これは、田中貴金属工業、新エネルギー・産業技術総合開発機構(NEDO)、山梨大学の3社による発表であったが、この触媒を燃料電池に組み込むことで、従来の市販の白金水素触媒を用いた場合に比べて、電解質膜の耐久性を4倍以上に高められるというのである。もちろん、この新開発の向こうには、燃料電池車の急速普及に貢献できるとの思いがあるのだ。
「ありがたいことに、田中貴金属の提供する燃料電池用電極触媒は、世界でトップクラスのシェアを占有させていただいている。

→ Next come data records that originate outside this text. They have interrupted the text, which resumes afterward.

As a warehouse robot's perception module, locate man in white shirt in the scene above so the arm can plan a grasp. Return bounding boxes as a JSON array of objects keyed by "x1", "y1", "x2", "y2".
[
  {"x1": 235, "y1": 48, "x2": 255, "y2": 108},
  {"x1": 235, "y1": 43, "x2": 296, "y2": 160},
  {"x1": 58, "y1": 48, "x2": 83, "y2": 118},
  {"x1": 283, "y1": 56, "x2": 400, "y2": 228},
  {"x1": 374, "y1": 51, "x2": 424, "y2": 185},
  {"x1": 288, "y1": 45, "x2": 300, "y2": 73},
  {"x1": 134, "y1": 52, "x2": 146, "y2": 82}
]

当社の湘南工場内にある既存のFC触媒開発センターに隣接して、40億円を投じ延床3000㎡の製造出荷棟と保管庫棟を増設し、生産能力を約7倍にした。すでに本格稼働している」。
こう語るのは、田中貴金属工業にあって取締役常務執行役員の任にあり、新事業カンパニープレジデントを務める庄司亨氏である。庄司氏は、千葉県立君津高校を出て、千葉工業大学金属工学科を卒業し、田中貴金属工業に入社した。卒論のテーマは、「航空機用アルミニウム合金のクリープ破壊耐性向上に関する研究」というものであった。入社後は、金合金細線の連続鋳造技術、燃焼触媒、環境浄化触媒、ディーゼル排ガス浄化触媒システム、自動車排ガス浄化用三元触媒などの開発に携わっていく。庄司氏のモットーは、「営業には答えがないが、技術には答えがある」というものだ。つまりは、上司が何と言おうと技術には真理が存在するということなのだ。
世界トップシェアの燃料電池用触媒
さて、世界のSDGsが拡大する中にあって、次世代エコカーに関する議論がかまびすしい。そしてまた、すさまじい勢いでEVシフトが進んでいる。もちろん、現在のエコカーの本流はHVであるが、EVブームは拡大するばかりだ。

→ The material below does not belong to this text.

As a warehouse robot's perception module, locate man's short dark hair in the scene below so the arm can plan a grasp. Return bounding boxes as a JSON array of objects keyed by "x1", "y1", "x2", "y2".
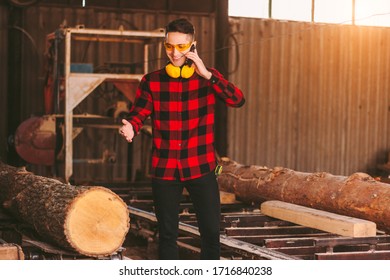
[{"x1": 165, "y1": 18, "x2": 195, "y2": 35}]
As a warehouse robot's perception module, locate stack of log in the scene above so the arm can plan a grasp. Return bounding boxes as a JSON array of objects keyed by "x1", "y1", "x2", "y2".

しかしながら、多くの識者は次世代エコカーの本命は「燃料電池車」にある、とする向きが多い。なぜならば、EVは結局のところ大量の電力を作ることによって成立するわけであるからして、究極のエコとは言えないのだ。しかして燃料電池車は水素と酸素の化学反応で電気を発生させ、これを動力源として走る車だ。走行中排出するのは水だけであり、一切CO2を出さない。完全なゼロエミッションと呼ばれている。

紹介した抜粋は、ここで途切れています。